Friday, April 4, 2014

Of 10,885 Peer-Reviewed Articles on Climate Change in 2013, Only 2 Question Human Involvement

Dried Lake in Texas
(photo: Tony Gutierrez, AP)
ALLGOV | Apr 3, 2014 | Noel Brinkerhoff

James L. Powell is an MIT-educated geologist who taught students about the earth for 20 years at Oberlin College and served on the prestigious National Science Board at the request of two Republican presidents (Ronald Reagan and George H.W. Bush). He’s also a believer in human-made global warming, and has spent considerable time reviewing scientific and academic papers on the subject.

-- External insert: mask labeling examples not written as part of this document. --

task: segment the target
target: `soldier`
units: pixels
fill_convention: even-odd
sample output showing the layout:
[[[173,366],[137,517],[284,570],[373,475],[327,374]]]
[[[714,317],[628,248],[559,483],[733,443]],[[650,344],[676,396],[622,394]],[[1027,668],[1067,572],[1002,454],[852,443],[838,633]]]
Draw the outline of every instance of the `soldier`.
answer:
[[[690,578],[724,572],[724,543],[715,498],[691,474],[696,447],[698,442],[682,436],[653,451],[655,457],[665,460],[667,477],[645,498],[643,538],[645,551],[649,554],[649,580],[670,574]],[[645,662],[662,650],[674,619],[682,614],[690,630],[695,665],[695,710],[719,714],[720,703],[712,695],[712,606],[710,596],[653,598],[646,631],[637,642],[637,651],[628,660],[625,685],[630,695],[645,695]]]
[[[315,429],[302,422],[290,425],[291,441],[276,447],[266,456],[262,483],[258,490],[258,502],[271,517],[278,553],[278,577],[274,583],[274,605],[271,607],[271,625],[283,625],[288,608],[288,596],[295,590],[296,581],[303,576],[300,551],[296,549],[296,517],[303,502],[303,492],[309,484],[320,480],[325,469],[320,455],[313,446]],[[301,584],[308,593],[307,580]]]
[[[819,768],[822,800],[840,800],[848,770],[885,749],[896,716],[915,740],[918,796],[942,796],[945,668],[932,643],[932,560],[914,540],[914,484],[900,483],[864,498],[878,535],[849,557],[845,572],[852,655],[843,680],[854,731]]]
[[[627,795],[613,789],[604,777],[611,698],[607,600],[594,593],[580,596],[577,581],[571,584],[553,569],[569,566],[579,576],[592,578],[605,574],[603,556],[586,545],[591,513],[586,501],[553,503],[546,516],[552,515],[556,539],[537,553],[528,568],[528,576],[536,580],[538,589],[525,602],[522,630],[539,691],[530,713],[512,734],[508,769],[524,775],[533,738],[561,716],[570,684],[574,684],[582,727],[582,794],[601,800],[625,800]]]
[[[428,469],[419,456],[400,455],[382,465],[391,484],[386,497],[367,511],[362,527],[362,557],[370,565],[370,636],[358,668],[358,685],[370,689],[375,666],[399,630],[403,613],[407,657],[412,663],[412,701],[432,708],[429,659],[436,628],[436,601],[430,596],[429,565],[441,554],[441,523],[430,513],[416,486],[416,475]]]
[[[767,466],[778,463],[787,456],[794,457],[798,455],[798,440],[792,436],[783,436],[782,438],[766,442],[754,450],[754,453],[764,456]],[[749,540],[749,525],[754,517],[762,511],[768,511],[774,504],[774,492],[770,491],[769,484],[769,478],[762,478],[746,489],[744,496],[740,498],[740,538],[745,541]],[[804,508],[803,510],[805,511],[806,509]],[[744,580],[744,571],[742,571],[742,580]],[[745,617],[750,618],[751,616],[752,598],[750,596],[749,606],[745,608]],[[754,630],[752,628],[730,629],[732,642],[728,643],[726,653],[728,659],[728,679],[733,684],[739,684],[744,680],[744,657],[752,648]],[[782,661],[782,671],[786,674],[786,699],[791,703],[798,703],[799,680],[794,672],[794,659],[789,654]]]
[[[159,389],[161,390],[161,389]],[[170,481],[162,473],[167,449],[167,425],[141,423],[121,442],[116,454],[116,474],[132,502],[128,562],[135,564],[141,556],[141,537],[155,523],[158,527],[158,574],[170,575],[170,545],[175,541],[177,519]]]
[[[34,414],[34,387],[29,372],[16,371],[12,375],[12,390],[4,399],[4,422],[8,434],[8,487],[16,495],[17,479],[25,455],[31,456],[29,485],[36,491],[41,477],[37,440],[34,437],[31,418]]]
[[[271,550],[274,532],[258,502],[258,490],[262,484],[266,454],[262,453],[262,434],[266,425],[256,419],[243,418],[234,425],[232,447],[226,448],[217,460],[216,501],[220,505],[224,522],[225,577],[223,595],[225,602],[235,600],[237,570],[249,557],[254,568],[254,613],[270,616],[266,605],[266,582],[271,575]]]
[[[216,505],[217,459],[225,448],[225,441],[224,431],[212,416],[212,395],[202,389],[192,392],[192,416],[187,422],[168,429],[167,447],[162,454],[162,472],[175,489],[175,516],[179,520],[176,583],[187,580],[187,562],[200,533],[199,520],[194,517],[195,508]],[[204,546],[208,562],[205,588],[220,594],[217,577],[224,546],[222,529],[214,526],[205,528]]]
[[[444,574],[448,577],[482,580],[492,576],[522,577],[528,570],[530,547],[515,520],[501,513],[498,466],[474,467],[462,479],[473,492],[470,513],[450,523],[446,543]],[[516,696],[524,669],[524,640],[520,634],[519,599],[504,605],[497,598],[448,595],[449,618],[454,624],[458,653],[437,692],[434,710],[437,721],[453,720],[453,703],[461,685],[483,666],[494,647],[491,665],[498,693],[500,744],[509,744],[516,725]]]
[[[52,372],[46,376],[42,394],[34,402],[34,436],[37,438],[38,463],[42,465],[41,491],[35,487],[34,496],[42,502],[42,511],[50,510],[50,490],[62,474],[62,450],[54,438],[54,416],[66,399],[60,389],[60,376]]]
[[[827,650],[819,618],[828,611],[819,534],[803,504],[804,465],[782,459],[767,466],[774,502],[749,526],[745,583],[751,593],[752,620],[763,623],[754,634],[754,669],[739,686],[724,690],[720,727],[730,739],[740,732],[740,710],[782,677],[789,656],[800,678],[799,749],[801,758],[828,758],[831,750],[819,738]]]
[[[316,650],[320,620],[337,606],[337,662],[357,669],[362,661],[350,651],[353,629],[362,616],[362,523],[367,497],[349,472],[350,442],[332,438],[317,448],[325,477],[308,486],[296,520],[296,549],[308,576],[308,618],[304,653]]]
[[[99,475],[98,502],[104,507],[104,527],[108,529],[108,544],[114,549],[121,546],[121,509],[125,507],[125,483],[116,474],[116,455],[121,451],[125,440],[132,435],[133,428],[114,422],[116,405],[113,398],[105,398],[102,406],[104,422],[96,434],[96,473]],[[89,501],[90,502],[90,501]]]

In 2013 alone, Powell found 10,885 peer-reviewed articles that discussed global warming or climate change. But only two described as peer-reviewed denied the widely-held belief that the planet is warming up because of humans, he says, and one of the two turned out not to be peer-reviewed.

One of those papers was produced by a Russian scientist, S. V. Avakyan, who claims global warming is a product of solar activity. Avakyan also says that calls for reducing the release of greenhouse gases into the atmosphere not only won’t help, but could cripple Russia’s economy and the oil industry. The other paper, published by a German chemistry publication, amounted to a one-page opinion piece that wasn’t peer-reviewed, according to Powell.

In addition to the more than 10,000 articles he found for last year, Powell says he’s reviewed more than another 15,000 papers on climate change. Of the grand total of 25,182 scientific articles he’s read, only 26 rejected the idea that humans are causing global warming.

These 26 papers do not offer a common, rival theory to man-made global warming, he says. Instead, they amount to “a hodgepodge of alternatives, none of which has caught on. The dissenting articles are rarely cited, even by other dissenters. A groundswell this is not. The 26 rejecting articles have had no discernible influence on science,” he wrote on his blog.

He further states that “the so-called debate over global warming is an illusion, a hoax conjured up by a handful of apostate scientists and a misguided and sometimes colluding media, aided and abetted by funding from fossil fuel companies and right wing foundations.”

Powell is not alone in claiming that conservatives and oil interests have tried to discredit man-made global warming.

Robert Brulle, a sociologist at Drexel University, and other academics published a paper late last year saying right-wing organizations had spent an average of $1 billion a year to support campaigns that attempt to refute the existence of global warming.

Brulle and his collaborators discovered more than 90 think tanks, advocacy groups and industry associations working to block action on climate change. The effort has been funded largely by conservative billionaires, such as the Koch brothers, using secretive funding networks to conceal their contributions.